This is because many countries are more attractive than SA in terms of their regulatory environment.
"South Africa needs to produce significantly more skilled resources as growing numbers begin working cross-border," according to Sandra Burmeister, CEO of Landelahni.
Since 2003 investment in Africa has exceeded that of other emerging countries. Ernst & Young forecasts that new African fixed direct investment (FDI) projects will reach $150-billion (about R1.1-trillion) by 2015, creating 350000 new jobs a year.
The financial services group expects Africa's GDP growth to average 5% through to 2015, and notes that countries which offered the most FDI opportunities include SA, Kenya, Nigeria, Ghana and Angola.

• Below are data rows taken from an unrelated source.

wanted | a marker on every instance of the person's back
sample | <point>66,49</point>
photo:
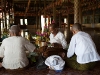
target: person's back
<point>83,46</point>
<point>13,52</point>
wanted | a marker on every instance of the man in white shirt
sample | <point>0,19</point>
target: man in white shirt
<point>13,50</point>
<point>82,46</point>
<point>57,38</point>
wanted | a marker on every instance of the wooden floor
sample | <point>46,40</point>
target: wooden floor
<point>66,71</point>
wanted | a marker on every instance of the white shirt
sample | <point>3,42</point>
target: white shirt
<point>13,52</point>
<point>59,38</point>
<point>55,62</point>
<point>83,46</point>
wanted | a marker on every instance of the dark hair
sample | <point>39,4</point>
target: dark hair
<point>77,26</point>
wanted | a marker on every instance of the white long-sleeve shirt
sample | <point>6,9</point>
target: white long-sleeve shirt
<point>59,38</point>
<point>55,62</point>
<point>13,52</point>
<point>83,46</point>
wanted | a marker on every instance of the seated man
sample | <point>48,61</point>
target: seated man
<point>13,50</point>
<point>57,39</point>
<point>82,46</point>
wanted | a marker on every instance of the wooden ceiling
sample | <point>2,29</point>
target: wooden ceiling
<point>37,7</point>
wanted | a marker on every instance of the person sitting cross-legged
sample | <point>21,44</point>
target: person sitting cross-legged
<point>13,50</point>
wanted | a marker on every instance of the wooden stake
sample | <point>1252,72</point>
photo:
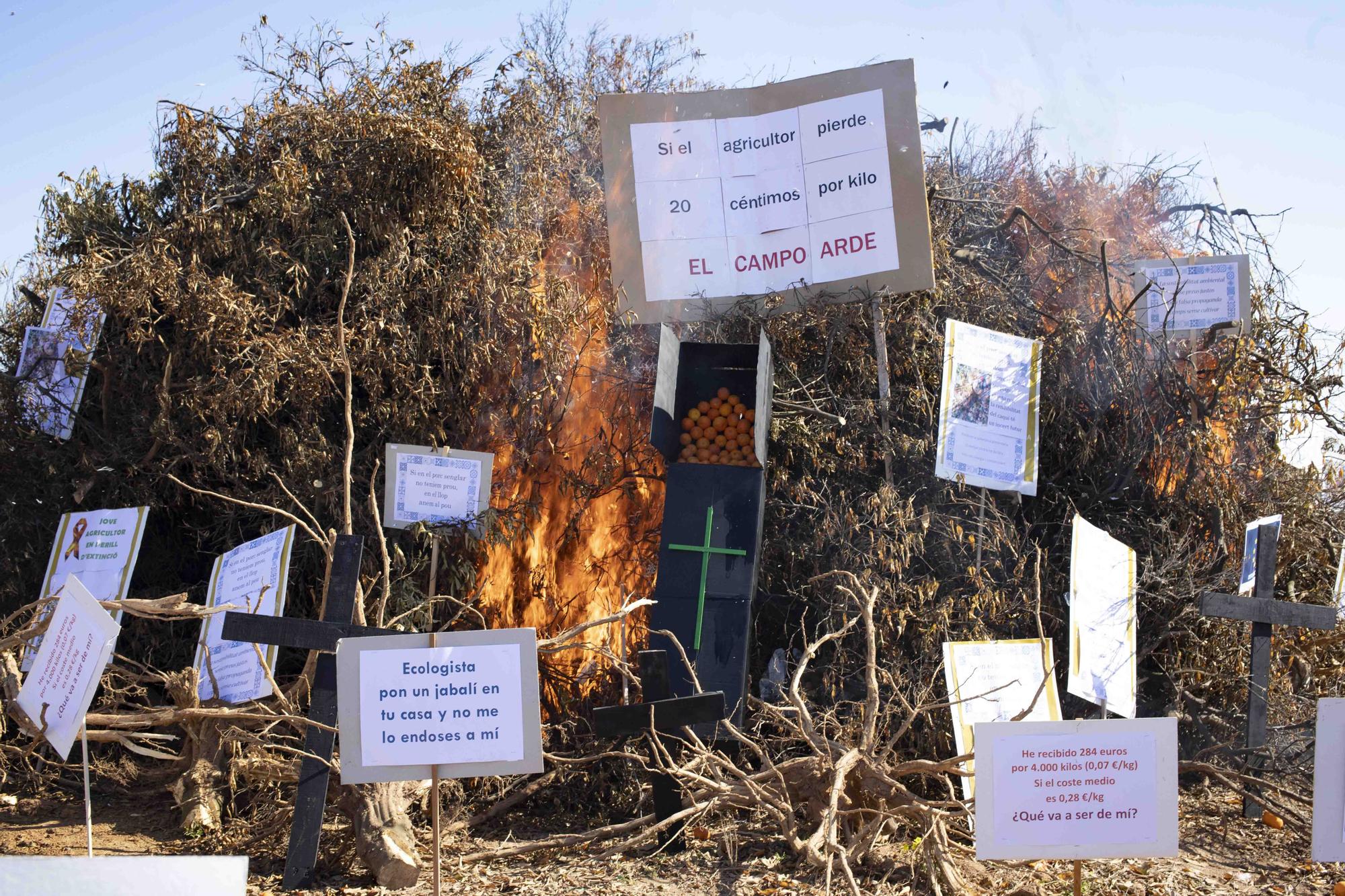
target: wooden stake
<point>84,747</point>
<point>434,790</point>
<point>880,356</point>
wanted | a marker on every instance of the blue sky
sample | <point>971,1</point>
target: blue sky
<point>1252,92</point>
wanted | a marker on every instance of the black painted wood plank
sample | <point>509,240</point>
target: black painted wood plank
<point>306,634</point>
<point>669,715</point>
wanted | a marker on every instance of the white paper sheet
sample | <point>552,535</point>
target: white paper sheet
<point>100,546</point>
<point>440,705</point>
<point>435,489</point>
<point>254,579</point>
<point>1102,619</point>
<point>995,681</point>
<point>988,423</point>
<point>69,665</point>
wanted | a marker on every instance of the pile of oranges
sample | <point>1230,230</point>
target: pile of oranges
<point>720,431</point>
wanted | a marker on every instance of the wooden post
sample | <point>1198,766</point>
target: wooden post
<point>880,356</point>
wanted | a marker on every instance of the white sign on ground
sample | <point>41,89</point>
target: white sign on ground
<point>100,546</point>
<point>1192,292</point>
<point>1247,581</point>
<point>1330,782</point>
<point>1091,788</point>
<point>989,408</point>
<point>435,485</point>
<point>1102,619</point>
<point>467,706</point>
<point>126,874</point>
<point>254,579</point>
<point>57,693</point>
<point>810,186</point>
<point>995,681</point>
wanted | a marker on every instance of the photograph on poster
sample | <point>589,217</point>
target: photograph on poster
<point>1102,619</point>
<point>252,577</point>
<point>991,396</point>
<point>996,681</point>
<point>1091,788</point>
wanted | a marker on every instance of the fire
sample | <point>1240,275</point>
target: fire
<point>594,507</point>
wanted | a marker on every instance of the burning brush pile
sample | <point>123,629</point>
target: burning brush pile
<point>233,386</point>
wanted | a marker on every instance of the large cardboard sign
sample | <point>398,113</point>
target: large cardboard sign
<point>1102,619</point>
<point>100,546</point>
<point>435,485</point>
<point>1192,292</point>
<point>809,188</point>
<point>254,579</point>
<point>1089,788</point>
<point>54,362</point>
<point>1330,782</point>
<point>57,693</point>
<point>989,408</point>
<point>469,706</point>
<point>995,681</point>
<point>126,874</point>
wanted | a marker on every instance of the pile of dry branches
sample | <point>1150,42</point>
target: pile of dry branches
<point>379,251</point>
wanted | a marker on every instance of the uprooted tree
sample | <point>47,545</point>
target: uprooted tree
<point>384,249</point>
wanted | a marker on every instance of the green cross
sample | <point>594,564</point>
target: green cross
<point>705,551</point>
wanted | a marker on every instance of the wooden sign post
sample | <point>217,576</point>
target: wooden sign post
<point>1264,611</point>
<point>307,634</point>
<point>665,713</point>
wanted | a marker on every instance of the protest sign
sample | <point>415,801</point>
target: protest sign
<point>435,485</point>
<point>1102,619</point>
<point>996,681</point>
<point>126,874</point>
<point>254,579</point>
<point>1249,575</point>
<point>991,397</point>
<point>1330,782</point>
<point>100,546</point>
<point>463,709</point>
<point>65,674</point>
<point>802,188</point>
<point>1089,788</point>
<point>54,362</point>
<point>1191,294</point>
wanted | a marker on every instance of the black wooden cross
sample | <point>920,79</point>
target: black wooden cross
<point>311,799</point>
<point>668,715</point>
<point>1264,611</point>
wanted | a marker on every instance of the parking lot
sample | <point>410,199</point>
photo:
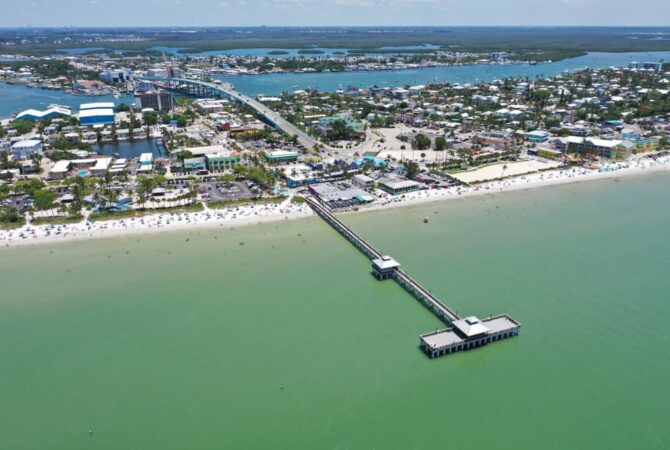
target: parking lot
<point>225,190</point>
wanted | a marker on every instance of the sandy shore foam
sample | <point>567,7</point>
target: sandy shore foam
<point>255,214</point>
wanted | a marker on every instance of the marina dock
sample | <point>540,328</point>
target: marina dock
<point>462,333</point>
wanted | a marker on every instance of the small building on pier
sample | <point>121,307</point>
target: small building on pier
<point>468,333</point>
<point>384,267</point>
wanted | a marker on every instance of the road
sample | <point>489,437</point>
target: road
<point>271,116</point>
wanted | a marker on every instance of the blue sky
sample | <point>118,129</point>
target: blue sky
<point>332,12</point>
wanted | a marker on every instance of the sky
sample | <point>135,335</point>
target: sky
<point>331,12</point>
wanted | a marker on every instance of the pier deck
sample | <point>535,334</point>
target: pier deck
<point>463,334</point>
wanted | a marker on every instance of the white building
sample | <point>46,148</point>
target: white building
<point>116,75</point>
<point>25,149</point>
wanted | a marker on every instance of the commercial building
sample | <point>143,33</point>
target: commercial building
<point>222,160</point>
<point>83,167</point>
<point>280,155</point>
<point>116,75</point>
<point>537,136</point>
<point>196,164</point>
<point>394,186</point>
<point>340,195</point>
<point>26,149</point>
<point>363,181</point>
<point>468,333</point>
<point>53,112</point>
<point>156,100</point>
<point>101,113</point>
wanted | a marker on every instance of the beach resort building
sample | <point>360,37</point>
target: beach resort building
<point>395,186</point>
<point>50,113</point>
<point>27,148</point>
<point>280,155</point>
<point>96,113</point>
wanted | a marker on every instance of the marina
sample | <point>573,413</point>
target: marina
<point>462,334</point>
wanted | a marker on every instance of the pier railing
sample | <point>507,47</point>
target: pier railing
<point>442,311</point>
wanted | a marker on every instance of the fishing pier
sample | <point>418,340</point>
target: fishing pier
<point>462,333</point>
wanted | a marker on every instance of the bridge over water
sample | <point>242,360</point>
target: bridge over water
<point>205,89</point>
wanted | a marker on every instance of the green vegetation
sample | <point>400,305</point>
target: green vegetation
<point>23,126</point>
<point>522,39</point>
<point>10,219</point>
<point>258,174</point>
<point>421,142</point>
<point>440,143</point>
<point>194,207</point>
<point>57,220</point>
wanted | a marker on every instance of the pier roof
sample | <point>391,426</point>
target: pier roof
<point>470,326</point>
<point>442,339</point>
<point>385,263</point>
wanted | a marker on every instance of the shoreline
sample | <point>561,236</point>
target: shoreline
<point>248,215</point>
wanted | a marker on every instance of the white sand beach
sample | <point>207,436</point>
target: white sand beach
<point>254,214</point>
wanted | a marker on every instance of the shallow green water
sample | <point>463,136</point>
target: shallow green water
<point>288,342</point>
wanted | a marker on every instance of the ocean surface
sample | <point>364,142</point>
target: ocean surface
<point>277,336</point>
<point>15,98</point>
<point>275,84</point>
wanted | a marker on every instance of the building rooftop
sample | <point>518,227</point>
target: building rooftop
<point>95,112</point>
<point>98,105</point>
<point>470,326</point>
<point>385,263</point>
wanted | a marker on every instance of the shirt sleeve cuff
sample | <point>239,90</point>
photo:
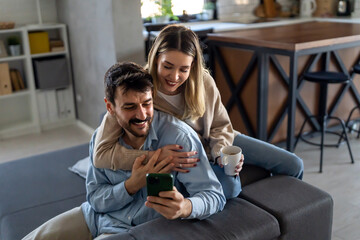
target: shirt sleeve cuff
<point>121,194</point>
<point>196,207</point>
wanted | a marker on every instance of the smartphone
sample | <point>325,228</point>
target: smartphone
<point>158,182</point>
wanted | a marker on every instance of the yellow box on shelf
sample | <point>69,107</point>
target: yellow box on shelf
<point>39,42</point>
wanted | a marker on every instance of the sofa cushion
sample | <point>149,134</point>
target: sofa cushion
<point>252,173</point>
<point>301,209</point>
<point>40,180</point>
<point>239,220</point>
<point>18,224</point>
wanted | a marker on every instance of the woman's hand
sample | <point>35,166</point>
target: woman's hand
<point>181,160</point>
<point>238,166</point>
<point>170,204</point>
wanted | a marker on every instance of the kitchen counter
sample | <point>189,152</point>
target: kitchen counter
<point>270,61</point>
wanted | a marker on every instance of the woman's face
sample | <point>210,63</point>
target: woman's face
<point>173,69</point>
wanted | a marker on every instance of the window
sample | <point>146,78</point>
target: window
<point>150,8</point>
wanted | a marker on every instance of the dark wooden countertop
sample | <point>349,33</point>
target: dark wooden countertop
<point>294,37</point>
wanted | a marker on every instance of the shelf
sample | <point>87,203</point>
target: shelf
<point>48,54</point>
<point>15,94</point>
<point>12,30</point>
<point>19,128</point>
<point>13,58</point>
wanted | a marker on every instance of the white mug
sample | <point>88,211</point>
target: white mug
<point>230,157</point>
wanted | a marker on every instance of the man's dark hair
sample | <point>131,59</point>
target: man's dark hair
<point>129,76</point>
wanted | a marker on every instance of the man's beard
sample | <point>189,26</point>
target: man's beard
<point>133,121</point>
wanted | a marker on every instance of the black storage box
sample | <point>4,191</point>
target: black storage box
<point>51,73</point>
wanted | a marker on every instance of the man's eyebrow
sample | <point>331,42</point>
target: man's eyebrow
<point>131,103</point>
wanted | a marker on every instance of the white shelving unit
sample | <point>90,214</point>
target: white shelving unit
<point>32,110</point>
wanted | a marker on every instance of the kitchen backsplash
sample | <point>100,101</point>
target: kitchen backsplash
<point>245,8</point>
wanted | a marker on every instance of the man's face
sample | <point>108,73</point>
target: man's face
<point>133,111</point>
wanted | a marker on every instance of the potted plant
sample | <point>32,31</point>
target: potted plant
<point>165,12</point>
<point>14,45</point>
<point>208,11</point>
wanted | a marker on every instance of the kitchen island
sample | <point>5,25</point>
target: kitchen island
<point>259,75</point>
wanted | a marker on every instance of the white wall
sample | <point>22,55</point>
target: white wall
<point>24,11</point>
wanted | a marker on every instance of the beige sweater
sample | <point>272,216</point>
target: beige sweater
<point>214,129</point>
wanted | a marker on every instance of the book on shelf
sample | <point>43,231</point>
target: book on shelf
<point>5,82</point>
<point>57,45</point>
<point>57,49</point>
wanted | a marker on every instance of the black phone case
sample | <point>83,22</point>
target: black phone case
<point>157,182</point>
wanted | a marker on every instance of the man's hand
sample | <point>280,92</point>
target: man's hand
<point>181,160</point>
<point>137,179</point>
<point>170,204</point>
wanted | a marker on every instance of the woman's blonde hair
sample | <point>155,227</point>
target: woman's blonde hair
<point>177,37</point>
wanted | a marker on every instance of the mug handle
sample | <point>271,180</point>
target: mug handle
<point>224,160</point>
<point>313,3</point>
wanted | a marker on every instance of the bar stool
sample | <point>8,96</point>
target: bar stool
<point>324,78</point>
<point>356,69</point>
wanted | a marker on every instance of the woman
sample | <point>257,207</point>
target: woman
<point>185,89</point>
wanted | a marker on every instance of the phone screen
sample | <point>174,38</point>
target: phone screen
<point>158,182</point>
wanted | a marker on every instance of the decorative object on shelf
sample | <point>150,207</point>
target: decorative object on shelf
<point>39,42</point>
<point>3,52</point>
<point>343,8</point>
<point>17,81</point>
<point>14,45</point>
<point>7,25</point>
<point>208,11</point>
<point>268,9</point>
<point>307,8</point>
<point>5,83</point>
<point>49,73</point>
<point>325,8</point>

Current African projects under way in water, electricity and transport infrastructure amount to $22-billion (about R170-billion).
Africa has relied on expatriates over the past 50 years and organisations spend $4-billion (about R31-billion) annually to recruit and pay 100000 expatriates to work on the continent.
Another challenge Africa faces is the low number of adults with tertiary education qualifications.
Across sub-Saharan Africa, only 0.38% of adults have a tertiary education compared with a South African average of 0.60%. Kenya leads the continent with 2%, against a global average of 3.94% of adults with tertiary education.